国民負担率が上昇するのは2011年度から10年連続で、2011年の37.2%から10%ポイント以上も増加している。2度にわたる消費税率の引き上げや、所得税率の引き上げなどが国民生活を圧迫している様子が浮かび上がった。

財務省は2021年度の国民負担率の「実績見込み」について、48.0%と微増にとどまるとしているが、まったく当てにならない。

毎年、2月に発表する段階では、国の国民所得の見通しが過大だったり、財務省による税負担率の見込みが抑え目だったりして、翌年の発表時には毎回数字が跳ね上がっている。1年前の2021年2月26日に財務省が発表していた2020年度の「実績見込み」は46.1%だったが、今回発表された「実績」は47.9%と、それを大幅に上回った。

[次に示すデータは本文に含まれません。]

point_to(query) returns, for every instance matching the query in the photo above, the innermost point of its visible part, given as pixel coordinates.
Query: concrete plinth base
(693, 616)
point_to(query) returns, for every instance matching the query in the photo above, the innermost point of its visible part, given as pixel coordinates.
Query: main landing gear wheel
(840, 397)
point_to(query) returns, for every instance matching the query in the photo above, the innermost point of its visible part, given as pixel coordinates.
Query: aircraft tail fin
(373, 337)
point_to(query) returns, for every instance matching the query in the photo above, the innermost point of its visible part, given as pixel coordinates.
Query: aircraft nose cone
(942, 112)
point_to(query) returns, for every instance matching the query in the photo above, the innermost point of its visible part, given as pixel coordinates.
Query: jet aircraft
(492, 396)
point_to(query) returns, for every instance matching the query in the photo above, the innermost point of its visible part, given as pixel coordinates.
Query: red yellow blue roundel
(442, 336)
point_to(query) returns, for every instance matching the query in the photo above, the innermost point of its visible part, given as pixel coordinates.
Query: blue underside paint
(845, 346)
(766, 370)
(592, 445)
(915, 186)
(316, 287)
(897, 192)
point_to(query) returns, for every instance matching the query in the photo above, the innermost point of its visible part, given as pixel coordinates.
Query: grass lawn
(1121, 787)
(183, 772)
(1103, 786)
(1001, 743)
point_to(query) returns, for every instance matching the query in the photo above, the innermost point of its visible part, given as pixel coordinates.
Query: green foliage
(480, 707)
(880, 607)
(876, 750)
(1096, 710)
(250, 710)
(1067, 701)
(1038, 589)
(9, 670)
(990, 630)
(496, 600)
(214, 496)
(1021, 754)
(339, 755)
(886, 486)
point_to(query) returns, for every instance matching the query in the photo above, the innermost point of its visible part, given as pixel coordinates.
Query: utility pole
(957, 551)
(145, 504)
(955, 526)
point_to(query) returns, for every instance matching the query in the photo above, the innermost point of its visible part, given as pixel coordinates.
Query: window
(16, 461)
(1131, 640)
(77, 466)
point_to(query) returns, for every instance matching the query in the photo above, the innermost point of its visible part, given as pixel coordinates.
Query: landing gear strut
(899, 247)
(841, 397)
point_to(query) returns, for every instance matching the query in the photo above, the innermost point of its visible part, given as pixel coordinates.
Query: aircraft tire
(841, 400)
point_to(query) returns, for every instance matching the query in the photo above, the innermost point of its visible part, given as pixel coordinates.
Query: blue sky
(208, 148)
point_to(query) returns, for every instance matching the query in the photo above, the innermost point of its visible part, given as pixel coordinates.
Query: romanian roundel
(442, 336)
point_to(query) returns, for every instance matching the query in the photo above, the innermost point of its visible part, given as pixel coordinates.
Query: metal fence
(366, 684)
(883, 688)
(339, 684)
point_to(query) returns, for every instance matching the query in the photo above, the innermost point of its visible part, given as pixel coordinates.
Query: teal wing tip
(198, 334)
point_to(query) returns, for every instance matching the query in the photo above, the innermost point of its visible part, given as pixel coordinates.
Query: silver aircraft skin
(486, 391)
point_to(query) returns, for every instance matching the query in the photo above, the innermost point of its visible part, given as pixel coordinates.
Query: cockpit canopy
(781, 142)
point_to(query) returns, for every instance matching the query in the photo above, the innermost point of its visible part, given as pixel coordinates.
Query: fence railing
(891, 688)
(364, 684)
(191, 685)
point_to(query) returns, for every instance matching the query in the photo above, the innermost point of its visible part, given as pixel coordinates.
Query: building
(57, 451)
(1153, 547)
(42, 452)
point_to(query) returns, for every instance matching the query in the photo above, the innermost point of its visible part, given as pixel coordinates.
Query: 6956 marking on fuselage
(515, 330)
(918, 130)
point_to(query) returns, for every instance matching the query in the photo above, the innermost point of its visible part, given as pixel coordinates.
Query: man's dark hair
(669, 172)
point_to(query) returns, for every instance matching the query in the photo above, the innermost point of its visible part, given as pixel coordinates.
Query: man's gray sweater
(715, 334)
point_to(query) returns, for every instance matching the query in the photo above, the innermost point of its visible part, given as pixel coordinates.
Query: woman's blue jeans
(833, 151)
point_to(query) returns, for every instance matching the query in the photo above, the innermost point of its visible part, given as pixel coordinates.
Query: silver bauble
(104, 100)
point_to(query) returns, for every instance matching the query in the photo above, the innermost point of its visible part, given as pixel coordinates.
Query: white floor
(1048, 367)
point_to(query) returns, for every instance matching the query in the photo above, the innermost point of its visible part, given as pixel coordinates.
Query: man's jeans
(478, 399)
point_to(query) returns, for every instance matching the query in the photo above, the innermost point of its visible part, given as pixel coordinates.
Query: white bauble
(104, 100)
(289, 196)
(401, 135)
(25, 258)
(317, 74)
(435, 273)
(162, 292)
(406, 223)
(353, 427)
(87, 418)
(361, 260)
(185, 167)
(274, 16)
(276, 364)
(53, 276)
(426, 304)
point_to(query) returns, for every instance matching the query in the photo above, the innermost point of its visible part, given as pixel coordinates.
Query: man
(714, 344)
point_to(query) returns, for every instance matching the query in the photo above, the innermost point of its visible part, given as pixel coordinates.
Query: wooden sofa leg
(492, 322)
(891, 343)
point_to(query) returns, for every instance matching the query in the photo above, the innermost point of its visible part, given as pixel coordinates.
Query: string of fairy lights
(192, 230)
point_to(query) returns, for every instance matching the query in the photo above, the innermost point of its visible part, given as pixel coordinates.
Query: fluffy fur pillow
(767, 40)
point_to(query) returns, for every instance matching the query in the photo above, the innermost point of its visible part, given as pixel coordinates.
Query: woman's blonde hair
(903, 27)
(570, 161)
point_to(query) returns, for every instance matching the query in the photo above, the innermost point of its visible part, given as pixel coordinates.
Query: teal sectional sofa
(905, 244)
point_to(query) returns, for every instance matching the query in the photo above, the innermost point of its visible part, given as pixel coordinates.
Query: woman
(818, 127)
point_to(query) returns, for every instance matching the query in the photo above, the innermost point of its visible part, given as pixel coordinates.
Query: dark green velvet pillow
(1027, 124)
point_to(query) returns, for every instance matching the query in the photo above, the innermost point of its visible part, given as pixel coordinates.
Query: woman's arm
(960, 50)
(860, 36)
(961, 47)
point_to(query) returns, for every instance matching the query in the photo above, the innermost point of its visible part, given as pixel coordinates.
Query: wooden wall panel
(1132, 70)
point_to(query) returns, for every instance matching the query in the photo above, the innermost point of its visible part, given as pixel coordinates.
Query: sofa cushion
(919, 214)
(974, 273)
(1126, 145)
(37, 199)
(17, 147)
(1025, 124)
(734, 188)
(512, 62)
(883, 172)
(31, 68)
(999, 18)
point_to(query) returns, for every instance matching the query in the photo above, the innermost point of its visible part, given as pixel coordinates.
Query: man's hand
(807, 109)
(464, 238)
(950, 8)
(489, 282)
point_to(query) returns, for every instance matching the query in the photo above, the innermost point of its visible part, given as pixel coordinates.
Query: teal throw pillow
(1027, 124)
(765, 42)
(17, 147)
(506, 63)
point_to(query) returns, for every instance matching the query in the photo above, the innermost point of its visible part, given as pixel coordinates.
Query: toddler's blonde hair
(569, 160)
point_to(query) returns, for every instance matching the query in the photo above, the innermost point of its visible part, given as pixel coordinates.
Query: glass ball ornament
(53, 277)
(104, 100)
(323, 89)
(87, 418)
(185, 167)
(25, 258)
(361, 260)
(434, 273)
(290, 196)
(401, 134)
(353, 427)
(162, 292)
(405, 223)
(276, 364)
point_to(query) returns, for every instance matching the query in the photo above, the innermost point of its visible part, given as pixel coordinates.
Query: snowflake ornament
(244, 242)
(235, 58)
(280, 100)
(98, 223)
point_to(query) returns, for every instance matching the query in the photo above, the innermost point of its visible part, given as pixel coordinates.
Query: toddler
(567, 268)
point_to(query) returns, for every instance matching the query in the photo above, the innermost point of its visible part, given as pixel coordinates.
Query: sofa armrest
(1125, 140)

財務省が発表する「実績見込み」と「実績」の大幅なズレは過去10年以上にわたって続いており、「実績」が「実績見込み」通りだったことや、下回ったことは一度もない。

さらに酷いのが翌年度の「見通し」だ。今回発表した2022年度の「見通し」は46.5%となっており、国民負担率が低下するとしている。ほぼ毎回、発表時の「見通し」では低下すると発表しているが、10年以上にわたって一度も当たったことはない。財務省は国会答弁で、政府の経済見通しなどを機械的に当てはめているだけで、意図的に低い数字を公表しているわけではない、としている。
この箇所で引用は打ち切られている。